Simon Usborne: The more you watch pro cycling, the more you understand its social complexity
The joy of pro cycling is the way it rewards the viewer: the more you watch, the more you get it. Most intriguingly, you begin to understand its social complexity. In 2006, Fortune magazine offered a metaphor its readers could understand: "A stage race is less a sporting event than a commodities exchange on wheels. What appears to be a random mass of bicycles is really an orderly, complex web of shifting alliances, crossed with brutal competition, designed to keep or acquire the market's most valued currency: energy."
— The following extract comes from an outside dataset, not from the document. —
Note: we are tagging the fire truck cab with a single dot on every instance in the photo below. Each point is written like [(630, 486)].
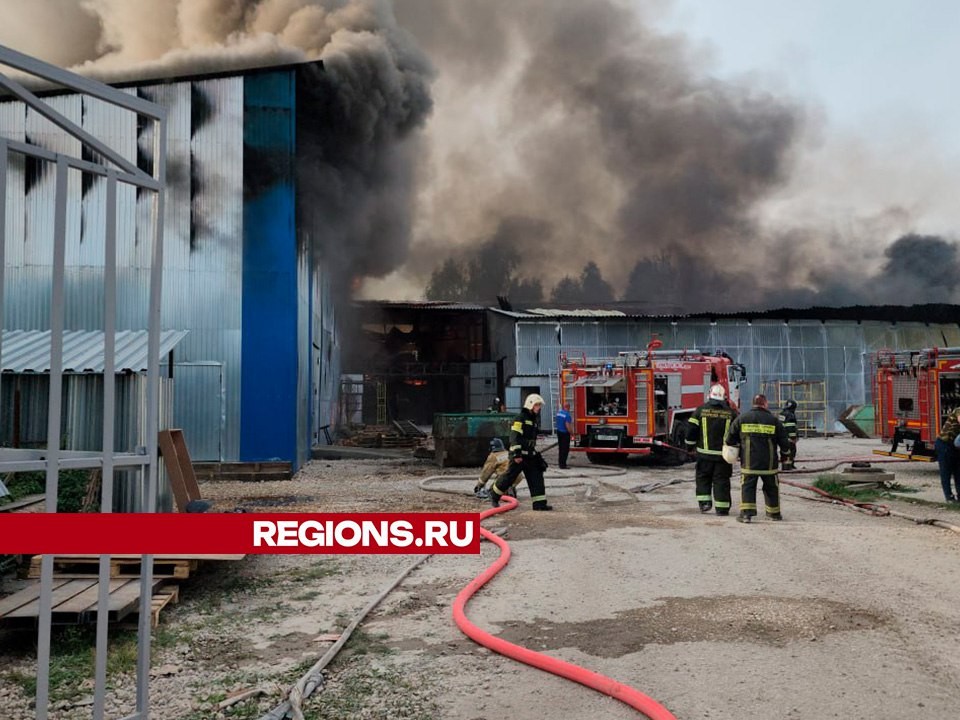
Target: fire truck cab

Communication on the trading floor road can be coded or silent. And this unifying language of sorts – cyclish perhaps – can bind riders when the stakes are low, too. During a recent solo ride, I covered a good 10 miles in the Surrey Hills with a stranger, not sharing a word as we drafted behind each other in turn.
When a driver catapulted my companion into the air, we were forced into a new dynamic. I stopped and supported his head. The car was heavily dented, the rider's helmet crushed. Paramedics and police arrived. One asked how long we'd known each other. "About 20 minutes," I replied.
Remarkably, Adam, a local Polish mechanic, was just well enough to ride home. We continued our alliance for a further 10 minutes – me drafting him more slowly than before – and then parted ways with a wave. And that was it.